While considering prisons, we should be having reports on steps taken relating to criminal justice reform. When Delaware first reformed its sentencing system in the 1980s, it required reports be made to the General Assembly as to the impact of that reform. It required that the system be accountable to the public. Recent changes should be subject to evaluation and reporting. Likewise, reports should be publicly available for discussion on the steps taken to address the problems that gave rise to our serious prison riot that resulted in the death of Lt. Steven Floyd.

What steps is the state taking to assist a high of nearly 100,000 unemployed Delawareans to find jobs? How will the state unemployment insurance system continue to fund payments when federal assistance is reduced or ends? This should be discussed openly, and planning should be occurring now. We are sure that the government is creating a plan, but the people should be aware of that and provided an opportunity for input.

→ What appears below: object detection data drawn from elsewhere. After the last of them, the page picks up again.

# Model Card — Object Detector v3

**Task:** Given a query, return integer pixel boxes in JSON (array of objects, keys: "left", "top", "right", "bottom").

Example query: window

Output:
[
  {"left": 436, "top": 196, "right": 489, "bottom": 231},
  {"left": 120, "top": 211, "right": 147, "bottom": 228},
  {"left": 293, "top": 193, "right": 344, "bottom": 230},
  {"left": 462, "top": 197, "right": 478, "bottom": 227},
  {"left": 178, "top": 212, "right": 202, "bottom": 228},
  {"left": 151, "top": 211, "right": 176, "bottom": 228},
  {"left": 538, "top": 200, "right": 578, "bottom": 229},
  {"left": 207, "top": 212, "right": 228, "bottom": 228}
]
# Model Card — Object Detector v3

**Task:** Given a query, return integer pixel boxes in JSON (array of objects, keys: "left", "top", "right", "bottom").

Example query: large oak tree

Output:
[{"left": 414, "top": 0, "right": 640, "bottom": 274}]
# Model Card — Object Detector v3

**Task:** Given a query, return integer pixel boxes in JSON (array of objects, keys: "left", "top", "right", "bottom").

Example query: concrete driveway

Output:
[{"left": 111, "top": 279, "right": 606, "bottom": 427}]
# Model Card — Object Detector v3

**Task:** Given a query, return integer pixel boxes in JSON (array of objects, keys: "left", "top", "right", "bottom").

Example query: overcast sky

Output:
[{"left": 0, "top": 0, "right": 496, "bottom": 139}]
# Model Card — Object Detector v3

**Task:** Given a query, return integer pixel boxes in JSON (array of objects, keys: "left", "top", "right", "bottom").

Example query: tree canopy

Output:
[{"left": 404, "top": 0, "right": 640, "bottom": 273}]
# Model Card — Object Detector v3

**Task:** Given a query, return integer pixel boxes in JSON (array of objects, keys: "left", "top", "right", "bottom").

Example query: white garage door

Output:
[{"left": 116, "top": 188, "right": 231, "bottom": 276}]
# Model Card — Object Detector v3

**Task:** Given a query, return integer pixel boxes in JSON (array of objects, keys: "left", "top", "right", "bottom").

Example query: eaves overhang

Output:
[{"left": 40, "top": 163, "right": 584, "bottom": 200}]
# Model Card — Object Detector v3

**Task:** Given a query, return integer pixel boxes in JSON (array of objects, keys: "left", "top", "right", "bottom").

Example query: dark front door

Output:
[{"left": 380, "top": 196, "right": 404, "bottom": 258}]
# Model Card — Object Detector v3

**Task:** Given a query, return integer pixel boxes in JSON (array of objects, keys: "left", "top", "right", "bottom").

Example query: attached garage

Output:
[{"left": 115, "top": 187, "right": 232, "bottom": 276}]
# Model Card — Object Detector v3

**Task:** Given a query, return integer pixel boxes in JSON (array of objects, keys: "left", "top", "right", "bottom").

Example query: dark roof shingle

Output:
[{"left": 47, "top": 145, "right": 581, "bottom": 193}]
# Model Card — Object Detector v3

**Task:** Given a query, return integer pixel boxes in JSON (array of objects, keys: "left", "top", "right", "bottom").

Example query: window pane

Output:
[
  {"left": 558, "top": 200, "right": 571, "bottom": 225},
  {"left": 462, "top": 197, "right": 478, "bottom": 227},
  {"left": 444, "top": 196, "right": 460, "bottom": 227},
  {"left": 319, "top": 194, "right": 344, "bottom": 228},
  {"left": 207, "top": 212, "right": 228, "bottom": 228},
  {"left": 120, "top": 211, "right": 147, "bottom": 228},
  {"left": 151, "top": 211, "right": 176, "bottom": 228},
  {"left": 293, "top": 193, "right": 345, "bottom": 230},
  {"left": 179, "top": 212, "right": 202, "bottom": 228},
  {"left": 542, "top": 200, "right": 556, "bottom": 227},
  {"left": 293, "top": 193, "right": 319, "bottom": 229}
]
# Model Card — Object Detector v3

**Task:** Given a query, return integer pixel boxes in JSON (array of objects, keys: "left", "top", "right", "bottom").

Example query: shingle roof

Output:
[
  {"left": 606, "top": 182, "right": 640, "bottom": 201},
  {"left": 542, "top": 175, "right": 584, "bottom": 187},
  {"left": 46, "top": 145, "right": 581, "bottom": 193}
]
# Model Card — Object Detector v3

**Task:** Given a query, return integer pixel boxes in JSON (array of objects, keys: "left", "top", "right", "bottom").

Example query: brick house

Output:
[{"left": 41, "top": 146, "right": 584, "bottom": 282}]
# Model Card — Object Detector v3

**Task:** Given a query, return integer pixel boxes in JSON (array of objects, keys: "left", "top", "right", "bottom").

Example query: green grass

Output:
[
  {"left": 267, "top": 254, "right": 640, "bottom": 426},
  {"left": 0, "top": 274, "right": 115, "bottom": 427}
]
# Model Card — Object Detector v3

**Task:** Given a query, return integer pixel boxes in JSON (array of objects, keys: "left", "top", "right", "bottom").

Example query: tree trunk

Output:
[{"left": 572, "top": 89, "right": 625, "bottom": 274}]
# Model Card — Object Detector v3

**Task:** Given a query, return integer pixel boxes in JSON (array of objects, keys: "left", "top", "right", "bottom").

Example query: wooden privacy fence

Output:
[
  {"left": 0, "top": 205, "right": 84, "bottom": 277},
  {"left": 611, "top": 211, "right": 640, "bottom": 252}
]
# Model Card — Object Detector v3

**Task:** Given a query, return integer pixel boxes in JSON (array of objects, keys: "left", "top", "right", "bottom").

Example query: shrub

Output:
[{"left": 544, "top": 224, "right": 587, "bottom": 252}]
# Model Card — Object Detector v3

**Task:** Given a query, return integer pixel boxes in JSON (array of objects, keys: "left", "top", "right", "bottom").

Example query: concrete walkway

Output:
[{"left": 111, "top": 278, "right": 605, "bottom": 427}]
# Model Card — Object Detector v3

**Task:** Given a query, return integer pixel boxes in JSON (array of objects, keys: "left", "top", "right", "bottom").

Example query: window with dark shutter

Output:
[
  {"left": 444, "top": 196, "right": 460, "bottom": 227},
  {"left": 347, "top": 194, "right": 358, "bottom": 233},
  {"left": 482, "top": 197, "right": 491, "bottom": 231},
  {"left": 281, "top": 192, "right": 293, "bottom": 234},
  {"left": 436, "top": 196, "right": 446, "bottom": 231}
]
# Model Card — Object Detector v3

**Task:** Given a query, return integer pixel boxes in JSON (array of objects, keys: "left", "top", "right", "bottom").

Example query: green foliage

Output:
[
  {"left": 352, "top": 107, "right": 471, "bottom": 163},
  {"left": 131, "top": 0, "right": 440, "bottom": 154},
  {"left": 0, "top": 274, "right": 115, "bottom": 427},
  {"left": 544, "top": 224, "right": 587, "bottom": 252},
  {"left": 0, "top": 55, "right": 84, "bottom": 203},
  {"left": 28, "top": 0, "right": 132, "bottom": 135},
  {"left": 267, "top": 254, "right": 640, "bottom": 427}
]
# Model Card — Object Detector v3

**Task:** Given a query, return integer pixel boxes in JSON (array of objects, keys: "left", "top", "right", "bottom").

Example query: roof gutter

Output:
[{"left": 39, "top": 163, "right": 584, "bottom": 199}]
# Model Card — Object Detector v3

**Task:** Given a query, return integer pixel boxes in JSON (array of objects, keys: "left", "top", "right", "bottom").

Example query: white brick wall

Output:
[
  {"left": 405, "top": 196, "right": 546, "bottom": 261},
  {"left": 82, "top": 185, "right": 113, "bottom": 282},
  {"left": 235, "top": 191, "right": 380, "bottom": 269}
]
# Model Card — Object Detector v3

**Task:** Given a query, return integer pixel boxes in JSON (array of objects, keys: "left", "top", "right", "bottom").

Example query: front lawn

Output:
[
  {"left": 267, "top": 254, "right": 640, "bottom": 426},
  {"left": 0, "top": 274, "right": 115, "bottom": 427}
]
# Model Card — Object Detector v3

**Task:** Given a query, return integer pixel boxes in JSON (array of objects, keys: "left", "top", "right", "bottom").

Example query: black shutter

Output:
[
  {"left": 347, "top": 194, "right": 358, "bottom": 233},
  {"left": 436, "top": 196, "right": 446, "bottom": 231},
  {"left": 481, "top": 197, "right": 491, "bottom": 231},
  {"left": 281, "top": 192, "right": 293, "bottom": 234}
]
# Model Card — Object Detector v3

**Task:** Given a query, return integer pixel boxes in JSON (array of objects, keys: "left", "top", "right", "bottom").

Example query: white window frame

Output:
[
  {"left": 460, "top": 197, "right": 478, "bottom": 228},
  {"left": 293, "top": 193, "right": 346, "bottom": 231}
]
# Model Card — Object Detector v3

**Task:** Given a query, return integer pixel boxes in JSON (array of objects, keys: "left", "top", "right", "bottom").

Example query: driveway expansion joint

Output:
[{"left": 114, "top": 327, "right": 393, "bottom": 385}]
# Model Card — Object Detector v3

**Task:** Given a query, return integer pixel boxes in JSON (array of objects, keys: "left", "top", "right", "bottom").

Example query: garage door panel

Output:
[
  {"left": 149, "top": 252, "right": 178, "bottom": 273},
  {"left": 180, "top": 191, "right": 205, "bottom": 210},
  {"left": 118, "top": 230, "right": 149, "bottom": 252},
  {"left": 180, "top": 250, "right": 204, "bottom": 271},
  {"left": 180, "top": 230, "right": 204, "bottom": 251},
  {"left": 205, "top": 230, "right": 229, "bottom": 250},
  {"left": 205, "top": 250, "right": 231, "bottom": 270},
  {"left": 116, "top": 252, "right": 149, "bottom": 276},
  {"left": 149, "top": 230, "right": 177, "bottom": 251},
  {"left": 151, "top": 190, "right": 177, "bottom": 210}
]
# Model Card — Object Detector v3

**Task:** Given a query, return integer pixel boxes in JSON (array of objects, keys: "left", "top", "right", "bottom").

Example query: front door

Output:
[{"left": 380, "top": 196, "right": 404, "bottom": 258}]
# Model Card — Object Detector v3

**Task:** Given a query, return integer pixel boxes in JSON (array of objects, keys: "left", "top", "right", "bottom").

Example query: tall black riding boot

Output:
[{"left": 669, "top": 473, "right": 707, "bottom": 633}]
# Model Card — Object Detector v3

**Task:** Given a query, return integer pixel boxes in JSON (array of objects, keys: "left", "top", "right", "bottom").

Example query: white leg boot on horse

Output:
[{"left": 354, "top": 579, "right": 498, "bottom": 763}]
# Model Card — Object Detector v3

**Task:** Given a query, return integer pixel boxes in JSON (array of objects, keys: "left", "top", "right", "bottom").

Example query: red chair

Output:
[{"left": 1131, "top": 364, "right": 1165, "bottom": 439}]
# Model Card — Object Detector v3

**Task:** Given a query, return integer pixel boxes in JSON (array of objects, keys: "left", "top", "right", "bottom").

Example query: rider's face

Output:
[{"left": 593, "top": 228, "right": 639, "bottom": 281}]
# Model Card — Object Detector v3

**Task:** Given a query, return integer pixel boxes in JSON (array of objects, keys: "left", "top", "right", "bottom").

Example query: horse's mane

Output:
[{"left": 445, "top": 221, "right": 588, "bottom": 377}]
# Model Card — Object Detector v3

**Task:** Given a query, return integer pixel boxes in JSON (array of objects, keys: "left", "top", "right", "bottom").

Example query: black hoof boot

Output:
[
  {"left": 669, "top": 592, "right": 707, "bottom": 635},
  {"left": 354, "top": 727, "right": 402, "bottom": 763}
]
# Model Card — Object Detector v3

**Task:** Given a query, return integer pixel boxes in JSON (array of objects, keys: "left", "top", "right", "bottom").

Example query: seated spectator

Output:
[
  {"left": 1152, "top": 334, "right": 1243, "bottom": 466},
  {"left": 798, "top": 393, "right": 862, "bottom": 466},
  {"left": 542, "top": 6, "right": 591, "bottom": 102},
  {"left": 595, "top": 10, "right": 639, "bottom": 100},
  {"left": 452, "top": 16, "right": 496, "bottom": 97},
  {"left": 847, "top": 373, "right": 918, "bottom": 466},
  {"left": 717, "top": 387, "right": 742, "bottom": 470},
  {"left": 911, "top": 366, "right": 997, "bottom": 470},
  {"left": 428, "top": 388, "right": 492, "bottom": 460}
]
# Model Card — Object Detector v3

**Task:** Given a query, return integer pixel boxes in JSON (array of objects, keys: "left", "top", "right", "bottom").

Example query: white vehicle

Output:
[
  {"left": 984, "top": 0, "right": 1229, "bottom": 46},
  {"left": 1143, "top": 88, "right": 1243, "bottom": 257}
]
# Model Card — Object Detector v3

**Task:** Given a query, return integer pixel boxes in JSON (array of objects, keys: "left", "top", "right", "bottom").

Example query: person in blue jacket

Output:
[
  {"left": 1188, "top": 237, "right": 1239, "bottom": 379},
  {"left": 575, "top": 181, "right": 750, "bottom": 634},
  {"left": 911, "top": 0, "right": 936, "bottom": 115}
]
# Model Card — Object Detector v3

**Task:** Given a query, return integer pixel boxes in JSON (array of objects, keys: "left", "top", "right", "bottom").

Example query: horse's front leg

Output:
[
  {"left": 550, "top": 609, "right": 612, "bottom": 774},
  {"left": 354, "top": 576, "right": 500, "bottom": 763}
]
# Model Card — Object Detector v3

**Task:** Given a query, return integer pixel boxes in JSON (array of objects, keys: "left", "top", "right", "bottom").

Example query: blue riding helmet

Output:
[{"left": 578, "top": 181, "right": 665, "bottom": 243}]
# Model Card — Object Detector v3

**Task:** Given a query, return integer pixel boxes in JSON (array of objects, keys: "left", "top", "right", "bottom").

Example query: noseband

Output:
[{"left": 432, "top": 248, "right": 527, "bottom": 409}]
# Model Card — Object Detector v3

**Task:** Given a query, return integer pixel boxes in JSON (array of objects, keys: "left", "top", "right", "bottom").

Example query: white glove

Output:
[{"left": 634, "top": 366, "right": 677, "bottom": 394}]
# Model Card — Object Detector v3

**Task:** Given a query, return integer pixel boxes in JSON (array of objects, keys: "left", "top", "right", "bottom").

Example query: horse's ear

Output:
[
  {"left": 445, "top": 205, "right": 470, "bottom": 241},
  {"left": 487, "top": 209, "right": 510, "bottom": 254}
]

This is an election year. It is now nearing the end of the legislative session. Yet, we have seen little public discussion of state-level candidates and what their positions are on the critical issues facing our state this year.

We know that there will be pressure to raise taxes to address any serious budget deficits that may arise from the impact of COVID-19-caused unemployment, loss of business revenue and costs of providing for public safety and health. This needs to be addressed now and should be the subject of rigorous public debate. While we may not agree on specific resolutions, we do agree that the Legislature must address this now. There is little time between now and the end of the legislative session.

We fear that because of the COVID-19 situation, because of the lack of investigative reporting, because of the influence of lobbyists and because of the lack of challenges by an active minority party, extremely important decisions will be made by the government and the Legislature with little input from the people who will be impacted by those decisions. The governor’s state of emergency declaration should not provide an excuse and legal argument to lock out the people from the decision-making process and to prevent the sun from shining upon our state’s politicians as they tackle these serious issues.

Richard Gebelein is a former Delaware attorney general and Superior Court judge.

Robert Marshall is a former Delaware state senator.